I was lucky enough in 2016 to twice witness Reese’s fierce determination come to the fore. First at the World Indoors in Portland, she led after four rounds thanks to her 22’10½” (6.97) opener. But then, Serbian star Ivana Spanovic hit a then-PR 23’2½” (7.07) on her fifth try to take over the lead.

Reese’s fifth effort taped out to 22’11¾” (7.00), not enough. When Spanovic failed to improve on her last jump, it was all left for Reese on the competition’s concluding leap. Exhorting the capacity Oregon Convention Center crowd to clap rhythmically for her, Reese pounded down the runway and hit the board perfectly.

She cut into the sand at a prodigious 23’8¼’ (7.22), the No. 2 U.S. indoor LJ ever behind only her own 23’8¾” (7.23) that won her the ’12 World Indoor title—naturally, on the last jump of that competition.

Afterward, Reese said, “It puts you in a tough position but it’s never intentional—I promise. I just always say to myself, ‘Last one, best one.’ If you’re going to win you have to put it all on the line.”

Brittney Reese Winning Jump Portland 2016

Three-and-a-half months later, Reese found herself in a similar predicament at the Olympic Trials. ’05 world champion Tianna Bartoletta, returning to serious long jumping after several seasons of 100-meter sprinting, led with her opening-round 23’½”w (7.02). Reese got close on her first effort of 22’11¼” (6.99), but then fouled her second and reached a paltry 17-feet-plus on her third.

But on her first jump in the finals, Reese did it again: hitting the board ideally, she soared out to a career-long 23’11¾” (7.31) for the lead and a share of No. 2 American all-time. Neither she nor Bartoletta improved and Reese had defended her Trials title.
Said Reese, “I knew in the qualifying yesterday when I jumped 7.01 [a windy 23’0”] easily that today would be special. I proved myself right.” Reese has proven again and again her amazing ability to respond. It has made for utterly memorable jumping.
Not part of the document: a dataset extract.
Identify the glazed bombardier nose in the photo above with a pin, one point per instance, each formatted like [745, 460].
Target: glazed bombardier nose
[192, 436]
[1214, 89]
On August 10, 1995—three days after Britain’s Jonathan Edwards twice broke the triple jump World Record at the World Championships—the same runway in Göteborg’s Ullevi Stadium witnessed more history. This time the author was then-28-year-old Ukrainian Inessa Kravets.
Inessa Kravets

But as the ’93 World Indoor champion readied for her third attempt in the finals, she was in trouble: she had fouled her first two jumps. She confirmed later that she couldn’t adjust to the hyper-fast runway that had carried Edwards to not only his two global records in the men’s event, but also to history’s first—and so far only—60-foot leap.

So Kravets lengthened her approach run, then proceeded to bound down the runway and hop-skip-and-jump out to a totally unexpected 15.50:
a World Record 50’10¼”. She thus became the first woman to exceed 50-feet as she extended the WR by 41cm, or 16”. Russia’s Anna Biryukova had become the first woman to exceed 15.00 (49’2½”) with her record 15.09 (49’6¼”) to win the previous world title in Stuttgart.

Iva Prandzheva
Anna Biryukova

Prior to the monster leap by Kravets, history’s only 15-meter jump had been Biryukova’s record. But by the end of that day in ’95, there had been four more as Bulgaria’s Iva Prandzheva bounced out to 15.18 (49’9¾”) on her fourth effort to overtake the 15.08 (49’5¾”) Biryukvoa had produced on her third effort. Prandzheva added a final-round 15.00.

Kravets' WR in Gotberg

Biryukova's WR in Stuttgart

Bringing together history’s three-longest jumpers had resulted in a massive rewriting of the all-time list. Kravets, who went on to win the ’96 Olympic crown, also revealed after her record that she had been inspired before her historic leap by no less than a photo of Edwards’s record. It was the most spectacular day of women’s triple jumping ever seen.